Unfortunately, the current attitude is that cheating is acceptable. What else explains Rivaldo’s open admission that his ludicrous acting job against Turkey in the 2002 World Cup was done to get the Turkish player Hakan Unsal sent off? or Maradona’s (eventual) admission that the “hand of God” was really the hand of an Argie cheat?

5. I think that the tacit acceptance of diving is part of a larger culture in soccer, which permits any player to argue a call with the referee, for whole teams to crowd around the referee, get in his face, and otherwise show their disagreement and disgust with his calls. Managers are fined for making disparaging comments about refereeing in post match interviews, but I’ve never heard of a player being fined or suspended for running up to a referee and protesting a call on the field, which amounts to the same thing—asserting that the referee has made a mistake. Unacceptable. There should be a rule limiting discussions with the referee to the team captain, as there is in hockey, or, preferably, a fine for questioning a call, as there is in cricket. Referees don’t change their calls based on player protests (and, if they do, that is another problem), so such insubordination has no legitimate purpose, but calls the integrity of the game into disrepute. If a schoolboy yelled at a referee during a game, or turned his back on him and ignored him while being booked, he would be instantly pulled from the game by his coach, if he wasn’t sent off first. Why do we hold grown men to a lower standard than children?

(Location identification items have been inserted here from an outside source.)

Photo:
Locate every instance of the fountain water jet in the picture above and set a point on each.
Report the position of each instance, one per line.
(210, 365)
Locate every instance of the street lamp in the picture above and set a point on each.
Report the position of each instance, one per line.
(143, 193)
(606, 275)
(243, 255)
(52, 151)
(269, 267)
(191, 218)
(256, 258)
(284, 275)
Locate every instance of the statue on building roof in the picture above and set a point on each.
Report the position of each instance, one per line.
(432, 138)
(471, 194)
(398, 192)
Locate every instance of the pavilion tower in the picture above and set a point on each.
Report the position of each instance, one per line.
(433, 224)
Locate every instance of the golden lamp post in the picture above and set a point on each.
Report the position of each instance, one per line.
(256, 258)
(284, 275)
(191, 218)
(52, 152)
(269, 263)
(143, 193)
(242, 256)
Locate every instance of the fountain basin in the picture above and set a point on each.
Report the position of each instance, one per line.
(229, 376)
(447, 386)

6. I think that the hollow medals at Turin are the worst since the crystal medals at Albertville. A medal should be a medal. Not a washer. It just looks cheap.

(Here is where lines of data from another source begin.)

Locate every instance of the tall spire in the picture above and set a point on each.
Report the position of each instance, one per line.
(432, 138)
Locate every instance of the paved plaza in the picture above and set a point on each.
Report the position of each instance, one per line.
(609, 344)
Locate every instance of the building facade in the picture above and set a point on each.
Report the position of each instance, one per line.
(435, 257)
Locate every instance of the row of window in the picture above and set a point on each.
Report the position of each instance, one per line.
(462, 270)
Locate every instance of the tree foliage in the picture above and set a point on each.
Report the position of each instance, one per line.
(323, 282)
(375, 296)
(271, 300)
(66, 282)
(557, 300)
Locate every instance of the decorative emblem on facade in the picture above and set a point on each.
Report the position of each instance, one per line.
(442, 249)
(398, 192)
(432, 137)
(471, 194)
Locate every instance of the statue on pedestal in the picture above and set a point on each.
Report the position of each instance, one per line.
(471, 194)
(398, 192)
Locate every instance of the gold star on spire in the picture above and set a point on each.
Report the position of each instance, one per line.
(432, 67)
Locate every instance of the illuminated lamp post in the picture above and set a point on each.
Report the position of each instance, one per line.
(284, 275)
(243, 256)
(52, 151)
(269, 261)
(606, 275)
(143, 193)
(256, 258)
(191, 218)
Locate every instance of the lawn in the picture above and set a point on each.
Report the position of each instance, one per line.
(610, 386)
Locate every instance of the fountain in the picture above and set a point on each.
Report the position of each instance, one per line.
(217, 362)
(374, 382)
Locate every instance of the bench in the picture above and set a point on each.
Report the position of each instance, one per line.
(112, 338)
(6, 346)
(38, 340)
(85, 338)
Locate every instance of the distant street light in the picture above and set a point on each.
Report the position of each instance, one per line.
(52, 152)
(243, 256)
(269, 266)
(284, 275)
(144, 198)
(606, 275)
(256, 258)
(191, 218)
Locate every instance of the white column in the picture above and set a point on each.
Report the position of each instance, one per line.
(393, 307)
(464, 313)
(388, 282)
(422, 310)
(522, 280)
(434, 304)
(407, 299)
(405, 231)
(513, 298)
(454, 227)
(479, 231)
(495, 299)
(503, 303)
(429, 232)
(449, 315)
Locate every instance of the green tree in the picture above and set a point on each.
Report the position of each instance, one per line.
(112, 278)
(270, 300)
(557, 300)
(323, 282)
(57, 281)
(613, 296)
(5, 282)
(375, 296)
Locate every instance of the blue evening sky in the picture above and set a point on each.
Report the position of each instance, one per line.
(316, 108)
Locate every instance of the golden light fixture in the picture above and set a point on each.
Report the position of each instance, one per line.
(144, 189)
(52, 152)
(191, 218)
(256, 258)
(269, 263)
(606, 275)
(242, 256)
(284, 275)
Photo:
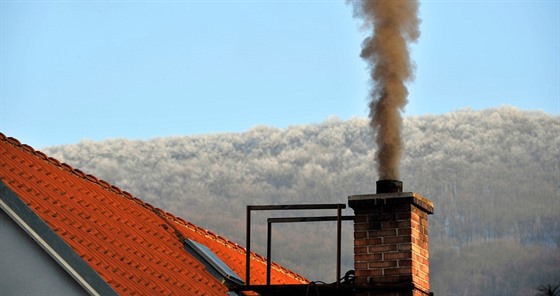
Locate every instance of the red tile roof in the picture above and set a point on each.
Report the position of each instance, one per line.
(125, 240)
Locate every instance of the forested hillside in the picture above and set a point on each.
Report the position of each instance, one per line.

7. I think that they should get rid of medals altogether, and award the winner a laurel wreath, as in the old Olympics. I like the idea that such laurels would wither: sic transit gloria mundi and all that. And only recognizing the winner fits better with the goal of identifying the best, not the best three, in each sport. But, thank goodness, I have no say in these matters and my idiosyncratic opinions remain mine alone.

8. I think that I have been pleasantly surprised by the genuinely likeable personality of Shaun White. I didn't like what I'd seen of him or Bode Miller in the build-up to the games, but am pleased that my initial and superficial judgment of him (based mostly on his hair and his grin--you know, important things) has been proven wrong. Can't say the same about Mr. Miller yet.

9. I think that you should only be allowed to compete for a country for which you hold citizenship. Why should you be able to compete for a country just because your grandmother was born there? Why stop there? Why not any country any ancestor came from? Citizenship should mean something. Like, for example, you don't wear the flag of a foreign country and compete against your own country. Some sports seem particularly susceptible to this. Luge and bobsled, for example, are hardly known outside North America and parts of Europe. So you have "Greek" bobsledders from Chicago, "Armenian" bobsledders from San Jose and "Venezuelan" lugers from Boise. Not to mention the "Greek" softball team at the Athens games, who spoke with what sounded an awful lot like a Valley Girl twang. The rule should be: Not Canadian? Then you can't compete for Canada. Simple really.

10. a. I think that, despite the fact (actually because) the Summer Olympics are much higher profile than the Winter Olympics, the Winter games would be much more interesting to attend.

b. In fact, I think that if anyone wants to go in on a suite or a chalet in Whistler or Vancouver for 2010, they should let me know.